My guess is that in modern times, with big-budget movies in particular, the film-making process is way more streamlined and compartmentalized across different teams than it used to be. I mean, the big spectacle CGI action scenes are often developed by completely different teams working at different companies with little direct involvement from the director, apart from occasional feedback. Whereas, back in the day, you’d have Lucas or Kershner hanging out overseeing the ILM crew constructing the models and setting up VFX shots. There was still a lot of compartmentalization and outsourcing involved in the production process of course, just much less of it than today.
Those are some good points, and explains a lot how films from this genre can now now have that different feel.
The Prequels: I can’t remember any scenes either like those from the OT. Likely due to the green screen or blue screen CGI backgrounds, and the focus of direction. Unless it had a thousand ships or vehicles whizzing around in the background (“so dense, so very dense”), there wasn’t much going on like in the OT.
Yeah. The world of the Prequels is either mostly empty or a chaotic mess. The corridors of the Kamino cloning laboratory, or the halls of the Jedi Temple… where is everyone?
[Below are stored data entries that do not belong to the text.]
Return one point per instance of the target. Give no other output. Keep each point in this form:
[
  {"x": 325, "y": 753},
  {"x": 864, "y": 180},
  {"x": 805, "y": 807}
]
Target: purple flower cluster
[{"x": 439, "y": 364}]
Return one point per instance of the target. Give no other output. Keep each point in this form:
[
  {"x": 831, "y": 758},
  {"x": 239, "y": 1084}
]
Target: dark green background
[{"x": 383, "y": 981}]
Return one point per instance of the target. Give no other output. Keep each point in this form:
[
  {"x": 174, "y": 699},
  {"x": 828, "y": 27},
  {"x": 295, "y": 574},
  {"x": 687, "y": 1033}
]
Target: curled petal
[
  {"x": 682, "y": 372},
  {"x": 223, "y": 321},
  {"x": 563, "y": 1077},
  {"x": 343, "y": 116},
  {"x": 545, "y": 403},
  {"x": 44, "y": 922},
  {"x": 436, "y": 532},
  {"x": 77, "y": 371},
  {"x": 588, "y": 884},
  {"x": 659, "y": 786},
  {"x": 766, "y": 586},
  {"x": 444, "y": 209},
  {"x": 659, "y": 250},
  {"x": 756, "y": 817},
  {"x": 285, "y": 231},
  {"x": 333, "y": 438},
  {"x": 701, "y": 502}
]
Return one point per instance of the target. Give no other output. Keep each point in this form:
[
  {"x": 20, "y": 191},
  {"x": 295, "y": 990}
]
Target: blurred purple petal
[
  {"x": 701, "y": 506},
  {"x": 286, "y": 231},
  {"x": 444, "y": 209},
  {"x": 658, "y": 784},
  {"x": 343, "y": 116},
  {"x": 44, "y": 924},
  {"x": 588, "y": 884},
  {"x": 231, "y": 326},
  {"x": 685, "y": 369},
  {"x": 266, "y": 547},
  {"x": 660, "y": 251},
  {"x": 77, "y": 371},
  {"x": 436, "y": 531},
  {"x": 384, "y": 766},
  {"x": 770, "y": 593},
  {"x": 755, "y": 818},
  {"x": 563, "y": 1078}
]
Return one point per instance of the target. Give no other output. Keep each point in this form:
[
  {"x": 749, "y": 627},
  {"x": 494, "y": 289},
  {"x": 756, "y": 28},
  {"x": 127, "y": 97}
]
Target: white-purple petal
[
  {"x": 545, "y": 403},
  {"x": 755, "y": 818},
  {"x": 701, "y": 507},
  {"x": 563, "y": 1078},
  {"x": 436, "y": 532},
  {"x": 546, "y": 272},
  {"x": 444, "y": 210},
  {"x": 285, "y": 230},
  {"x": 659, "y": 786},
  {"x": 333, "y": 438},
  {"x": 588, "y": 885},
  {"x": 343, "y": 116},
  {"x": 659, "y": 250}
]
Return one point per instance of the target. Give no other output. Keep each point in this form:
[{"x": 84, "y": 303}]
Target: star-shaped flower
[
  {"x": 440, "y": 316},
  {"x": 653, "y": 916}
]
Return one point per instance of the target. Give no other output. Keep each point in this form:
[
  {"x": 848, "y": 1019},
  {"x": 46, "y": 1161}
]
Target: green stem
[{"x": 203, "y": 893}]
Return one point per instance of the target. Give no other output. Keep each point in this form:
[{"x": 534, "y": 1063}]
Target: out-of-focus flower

There’s usually just the characters required for the scene and some digital backgrounds. The world feels surreal and abstract, not a real physical place you could actually visit. Then you have the opposite phenomenon where the background is a million ships or robots shooting at each other.
Yeah, the immersion of the environments is broken somewhat, or feels off.
Contrast that to Andor, real sets, real people, reactions, everyday life on various environments, though notably Ferrix and Aldanhi, It draws us in, grounds us as viewers, we’ve been there, we identify and believe those familiar surroundings. Even when we are shown the lower levels of Coruscant, or the ISB HQ, they have the similar grounding, background extras going about their day.
(Along with some beautiful cinematography, direction and editing, of course.)